Wie man dafür sorgt, dass die SACMI-Rotations-Blasformmaschinen wirklich zuverlässig funktionieren
Wenn Sie eine SACMI-Rotations-Blasformmaschine betreiben, wissen Sie, wie schnell alles abläuft. Die PET-Preforms fliegen durch den Ofen – es gibt keinen Raum für Fehler.
Wenn die Lampen langsamer reagieren – wenn sie zu lange benötigen, um aufzuheizen, oder sich nicht schnell genug an die Verhältnisse anpassen können – merken Sie das sofort am Endprodukt. Es entstehen ungewöhnlich dünne Wände, verformte Flaschen und viel verschwendeter Kunststoff. Das ist frustrierend.
Deshalb bauen wir unsere Infrarotröhren so, dass sie schnell reagieren.

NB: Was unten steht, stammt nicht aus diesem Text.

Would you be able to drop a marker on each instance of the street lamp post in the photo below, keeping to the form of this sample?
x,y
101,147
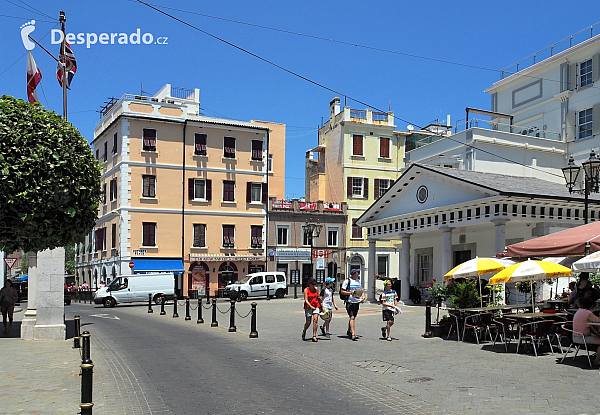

Wie wir dafür sorgen, dass die Lampen sofort reagieren
Um die benötigte Wärmestärke für das PET zu erreichen, verwenden wir Hochleistungsgeräte mit Kurzwellenstrahlung. Wir nutzen quartsglasgefüllte Halogenlampen – dadurch wird die thermische Trägheit verringert.
Einfach ausgedrückt: Der Glühfaden wechselt innerhalb von Millisekunden von einem Zustand der Kälte in einen Zustand voller Leistung.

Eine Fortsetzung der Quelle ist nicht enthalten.